Es herrscht viel Betrieb auf dem Schulhausplatz des Hermesbühl Schulhauses. Nach einem Referat zum Thema «Gemeinsam Essen» folgt zuerst ein kleiner Imbiss, dann aber schon bald das Kinderkonzert mit Simu Fankhauser und Tom Gissler. Die Freude über deren Auftritt ist gross. Danach ergreift Irène Schori, die Schuldirektorin der Stadtschulen, das Wort. Es werden acht Mitarbeiterinnen und ein Mitarbeiter der Tagesschule geehrt, die bereits zehn Jahre mit dabei sind, also so lange, wie es die Tagesschule gibt. Nach ein paar abschliessenden Liedern durch Fankhauser und Gissler folgen zwei weitere Referate zum Thema «Tagesschule der Zukunft» und «Ganztagesschulen», dazwischen gibt es jeweils etwas zu knabbern.

Alle sind zufrieden

In vier von fünf Schulen der Stadt Solothurn sind Tagesschulen eingerichtet. Schori, die Schuldirektorin der Stadtschulen, zieht eine positive Bilanz: «Generell sind unsere Schulen durch die Tagesschulen vielfältiger geworden und es können Synergien genutzt werden.»

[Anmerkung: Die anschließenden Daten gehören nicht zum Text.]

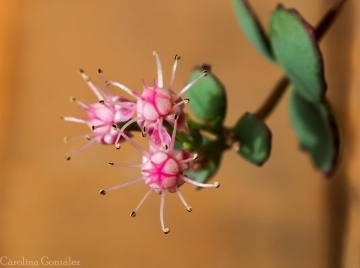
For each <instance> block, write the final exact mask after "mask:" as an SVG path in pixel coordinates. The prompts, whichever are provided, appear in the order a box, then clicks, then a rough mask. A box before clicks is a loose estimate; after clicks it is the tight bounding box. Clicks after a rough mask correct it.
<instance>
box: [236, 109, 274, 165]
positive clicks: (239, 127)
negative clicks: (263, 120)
mask: <svg viewBox="0 0 360 268" xmlns="http://www.w3.org/2000/svg"><path fill="white" fill-rule="evenodd" d="M233 133H234V135H235V138H236V140H237V141H239V143H240V149H239V150H238V154H239V155H241V156H242V157H244V158H245V159H246V160H248V161H249V162H251V163H253V164H256V165H259V166H260V165H262V164H263V163H264V162H265V161H266V160H267V159H268V157H269V156H270V151H271V137H272V136H271V131H270V129H269V128H268V127H267V125H266V124H265V122H264V121H262V120H260V119H259V118H258V117H256V116H255V115H253V114H250V113H245V114H244V115H243V116H242V117H241V118H240V119H239V121H238V122H237V123H236V125H235V127H234V129H233Z"/></svg>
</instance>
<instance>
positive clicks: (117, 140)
mask: <svg viewBox="0 0 360 268" xmlns="http://www.w3.org/2000/svg"><path fill="white" fill-rule="evenodd" d="M139 119H142V117H136V118H134V119H131V120H130V121H128V122H127V123H126V124H125V125H123V126H122V128H121V129H120V130H119V134H118V136H117V138H116V141H115V144H118V143H119V140H120V138H121V136H124V130H125V128H127V126H129V125H131V124H132V123H134V122H135V121H137V120H139Z"/></svg>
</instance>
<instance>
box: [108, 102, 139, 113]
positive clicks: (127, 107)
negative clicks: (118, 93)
mask: <svg viewBox="0 0 360 268" xmlns="http://www.w3.org/2000/svg"><path fill="white" fill-rule="evenodd" d="M104 103H105V104H106V103H108V104H112V105H116V106H120V107H123V108H126V109H128V110H132V111H136V107H132V106H129V105H128V104H127V103H122V102H115V101H106V102H104Z"/></svg>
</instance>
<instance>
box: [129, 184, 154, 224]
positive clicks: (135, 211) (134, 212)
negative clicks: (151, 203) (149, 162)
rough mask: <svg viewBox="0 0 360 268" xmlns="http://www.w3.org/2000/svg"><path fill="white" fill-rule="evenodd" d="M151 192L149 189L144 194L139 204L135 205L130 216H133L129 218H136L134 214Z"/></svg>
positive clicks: (150, 190) (131, 212) (152, 190)
mask: <svg viewBox="0 0 360 268" xmlns="http://www.w3.org/2000/svg"><path fill="white" fill-rule="evenodd" d="M152 191H153V189H152V188H150V189H149V190H148V191H147V192H146V194H145V196H144V197H143V198H142V199H141V201H140V203H139V204H138V205H137V207H136V209H135V210H134V211H133V212H131V214H130V215H134V216H131V217H135V216H136V212H137V211H138V210H139V208H140V206H141V205H142V204H143V203H144V201H145V200H146V198H147V197H148V196H149V194H150V193H151V192H152ZM133 213H134V214H133Z"/></svg>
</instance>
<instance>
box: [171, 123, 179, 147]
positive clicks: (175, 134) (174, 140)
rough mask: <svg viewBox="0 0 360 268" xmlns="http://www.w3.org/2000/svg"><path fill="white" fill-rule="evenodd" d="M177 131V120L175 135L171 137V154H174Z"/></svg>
mask: <svg viewBox="0 0 360 268" xmlns="http://www.w3.org/2000/svg"><path fill="white" fill-rule="evenodd" d="M176 129H177V120H175V121H174V128H173V133H172V135H171V143H170V153H171V154H172V153H173V151H174V146H175V138H176Z"/></svg>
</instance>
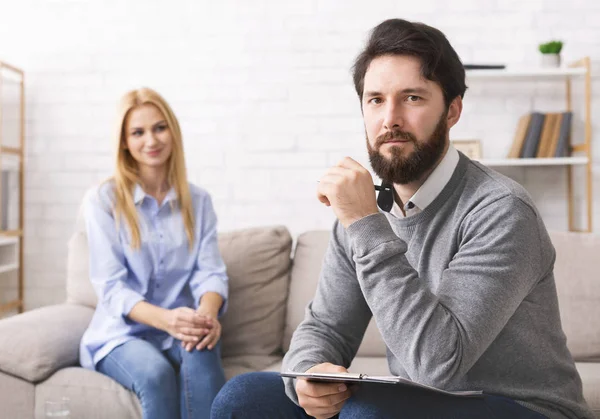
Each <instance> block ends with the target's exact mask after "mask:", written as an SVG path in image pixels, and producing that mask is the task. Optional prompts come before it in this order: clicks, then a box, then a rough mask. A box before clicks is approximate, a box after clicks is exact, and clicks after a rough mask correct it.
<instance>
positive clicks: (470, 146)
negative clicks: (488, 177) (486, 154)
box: [451, 140, 482, 160]
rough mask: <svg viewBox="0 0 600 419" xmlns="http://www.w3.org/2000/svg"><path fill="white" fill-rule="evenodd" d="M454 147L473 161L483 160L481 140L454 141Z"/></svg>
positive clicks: (465, 140) (452, 140) (466, 140)
mask: <svg viewBox="0 0 600 419" xmlns="http://www.w3.org/2000/svg"><path fill="white" fill-rule="evenodd" d="M451 142H452V145H453V146H454V148H456V149H457V150H458V151H460V152H462V153H463V154H464V155H465V156H467V157H468V158H470V159H473V160H479V159H481V157H482V155H481V141H479V140H452V141H451Z"/></svg>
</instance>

Die Tagesschule startete 2008 mit gut 100 Kindern, heute sind es gut 230. Wie Umfrageergebnisse bei Eltern, Kindern und Betreuerinnen und Betreuern zeigen, ist die Tageschule eine sehr beliebte Einrichtung. «Die Ergebnisse zeigen, dass sich die Kinder in der Tagesschule wohl, gut aufgehoben und verstanden fühlen», erklärt Schori. Auch vonseiten der Eltern und der Betreuerinnen und Betreuer sei die Resonanz auf die Tagesschule sehr gut. «Die Eltern haben Vertrauen in unsere Einrichtung und die Betreuenden fühlen sich bei ihrer Arbeit wohl.»

Obligatorische Tagesschule?

Wie die Zukunft der Tagesschule aussehe, könne man noch nicht mit Bestimmtheit sagen, jedoch verweist Schori auf ein Pilotprojekt aus Zürich. Es sei der erste Versuch einer obligatorischen Ganztagesschule. «Die höhere Aufenthaltsquote in der Tagesschule bräuchte es, damit diese auch pädagogisch wirksam sein kann.» In naher Zukunft bleibt die Tagesschule aber so, wie sie ist.